Finishing a major part of a journey is a funny thing. Today was my last chemo treatment. I had 4 hard treatments of the “red devil” and 12 very manageable treatments thereafter. 16 treatments in all. 16. I remember how I longed to be 16; now that number has a new meaning. Even the Benadryl today couldn’t keep me asleep as I watched the minutes and hours tick by. At 10:20 AM, I had a countdown going on in my head and as the machine beeped at me around 10:45 AM signifying that the medicine, as well as, time was winding down, I could feel the anticipation of the final steps-flush the port, pull the port out, apply a bandage with the words echoing in my mind “You are done.” “You are done.” Part of it doesn’t seem real.
My throat was tight this morning and my eyes a little misty. I haven’t fully grasped that I’m done, and I know a moment is coming where I’ll have a good cry- tears of joy, relief, fatigue, guilt. I am sure you weren’t imaging the world “guilt” but when sometimes when you go through something you know others will not be as lucky, there’s a little survivor’s guilt. I remember feeling this way living in Tuscaloosa after April 27 and seeing the devastation. Although I haven’t rang the bell, (decided to wait until after radiation) some will never hear that sound, and it pains me.

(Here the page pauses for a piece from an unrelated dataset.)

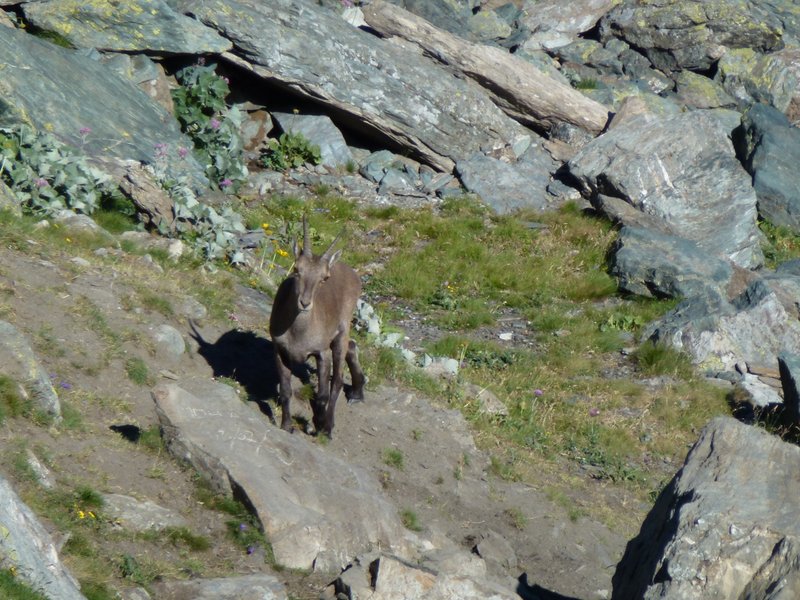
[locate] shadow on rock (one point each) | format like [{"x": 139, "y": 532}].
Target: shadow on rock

I am honored to have ended my chemo journey the day after Easter. I’ve thought about the sacrifice Jesus made and how he has supported me and seen me through the good and bad days. I was asked to read at church on Saturday about the promises God made to Abraham. He told Abraham to look at the stars and try to count them- that’s how blessed Abraham would be. I feel that way about this journey- some many blessings-like the stars and Abraham, I cannot count them all.
I think about how my own journey has changed me. I want to thank my husband, children, friends, and family for their constant support. Almost every treatment, there was my mom, a constant, a constant not having to say a word but be present. Thank you, God, for her presence and strength. My husband- patient, loving, and continuing to shave his head until my hair grows back. Text messages, lunch visits, etc. from friends have meant the world to me. I’ve not been perfect in this journey but have tried to remain positive and to push forward, and they’ve stood by me each step of the way. That kind of love is overwhelming, and I cannot begin to express how much that means to me.
Today, I went by and saw my grandfather. He called me over. I knelt down, and took his hand. He told me that he remembered when I took my first steps at his old house- the Yellow House (my favorite house). He said he called Maw Maw and said, “She just took her first steps.” It was a sweet memory and a moment I will never forget and will hold on tightly in my heart.
Today, I took my first steps in moving past the chapter of my life titled “Cancer”. As I turn the page and end the Chemo Chapter, I take a deep breath, wait on the next leg of the journey- radiation. I thank God and remind myself- to remember these moments, learn from these moments, share these moments, and use it, use it to help others. I am ready Lord. I am ready to serve.